Dalam hal desain produk dan teknologi produksi, tabung lipstik isi ulang juga telah mencapai inovasi berkelanjutan. Struktur umum mencakup inti isi ulang yang dipilin, inti isi ulang snap-in, dan inti isi ulang magnetik, di antaranya inti isi ulang magnetik lebih populer karena penutupannya yang halus dan kinerja penyegelannya yang kuat. Bahan tabung luar sebagian besar terbuat dari-paduan aluminium berkualitas tinggi, paduan seng, plastik daur ulang, dan bioplastik yang dapat terbiodegradasi. Misalnya, Meiyume telah meluncurkan tabung lipstik isi ulang yang sepenuhnya dapat didaur ulang dan terbuat dari 100% aluminium, yang mengadopsi "sistem klik pintar" yang dipatenkan untuk memastikan tutup yang rapat dan meningkatkan kesan premium pada produk. Pada saat yang sama, produsen juga terus mengoptimalkan proses produksi, seperti menggunakan permesinan presisi CNC dan teknologi pelapisan vakum untuk meningkatkan presisi dan daya tahan tabung, memastikan tabung luar dapat digunakan kembali lebih dari 10 kali tanpa kerusakan.

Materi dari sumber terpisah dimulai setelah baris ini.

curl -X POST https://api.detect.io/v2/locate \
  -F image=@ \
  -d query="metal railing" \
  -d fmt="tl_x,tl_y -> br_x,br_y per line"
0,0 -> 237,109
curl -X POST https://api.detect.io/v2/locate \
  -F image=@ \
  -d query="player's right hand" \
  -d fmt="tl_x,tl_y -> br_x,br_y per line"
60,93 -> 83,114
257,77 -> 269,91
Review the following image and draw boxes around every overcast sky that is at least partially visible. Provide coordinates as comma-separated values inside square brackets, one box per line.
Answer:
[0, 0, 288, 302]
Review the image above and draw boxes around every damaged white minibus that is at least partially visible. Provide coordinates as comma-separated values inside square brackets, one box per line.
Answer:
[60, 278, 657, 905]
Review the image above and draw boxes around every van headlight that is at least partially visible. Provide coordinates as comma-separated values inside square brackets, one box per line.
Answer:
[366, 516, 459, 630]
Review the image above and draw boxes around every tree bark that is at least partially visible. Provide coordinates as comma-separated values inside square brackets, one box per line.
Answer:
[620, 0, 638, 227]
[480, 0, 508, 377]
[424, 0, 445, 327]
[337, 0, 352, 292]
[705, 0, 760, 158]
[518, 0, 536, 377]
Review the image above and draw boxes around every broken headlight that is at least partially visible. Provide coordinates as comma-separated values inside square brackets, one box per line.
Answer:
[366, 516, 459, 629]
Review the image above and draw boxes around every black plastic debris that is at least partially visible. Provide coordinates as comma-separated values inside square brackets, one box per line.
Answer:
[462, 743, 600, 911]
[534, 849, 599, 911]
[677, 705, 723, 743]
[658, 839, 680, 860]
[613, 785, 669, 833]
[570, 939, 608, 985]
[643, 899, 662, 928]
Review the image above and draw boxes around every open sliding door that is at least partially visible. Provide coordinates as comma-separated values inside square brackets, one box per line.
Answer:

Perlu dicatat bahwa pengembangan tabung lipstik isi ulang juga menghadapi beberapa tantangan, seperti tingginya biaya pengembangan cetakan awal, kesulitan dalam mendaur ulang bahan komposit, dan sistem logistik terbalik yang tidak sempurna. Saat ini, hanya 17,3% perusahaan daur ulang di Tiongkok yang memiliki kemampuan penyortiran khusus untuk tabung lipstik, dan pemisahan material komposit menyebabkan pengotor yang berlebihan pada aluminium daur ulang, yang membatasi promosi produk isi ulang sampai batas tertentu. Namun, dengan kemajuan teknologi yang berkelanjutan dan perbaikan rantai industri, permasalahan ini secara bertahap dapat teratasi. Misalnya, Wanhua Chemical dan Jinsheng Precision bersama-sama mengembangkan-bahan Bio-ABS cetakan injeksi suhu rendah, yang tidak hanya mengurangi konsumsi energi sebesar 18% namun juga meningkatkan kemampuan daur ulang produk. Di masa depan, dengan integrasi mendalam teknologi cerdas, tabung lipstik isi ulang juga dapat menambahkan fungsi cerdas seperti sensor pemantauan penggunaan, sehingga semakin meningkatkan pengalaman pengguna dan mendorong pembangunan industri yang berkelanjutan.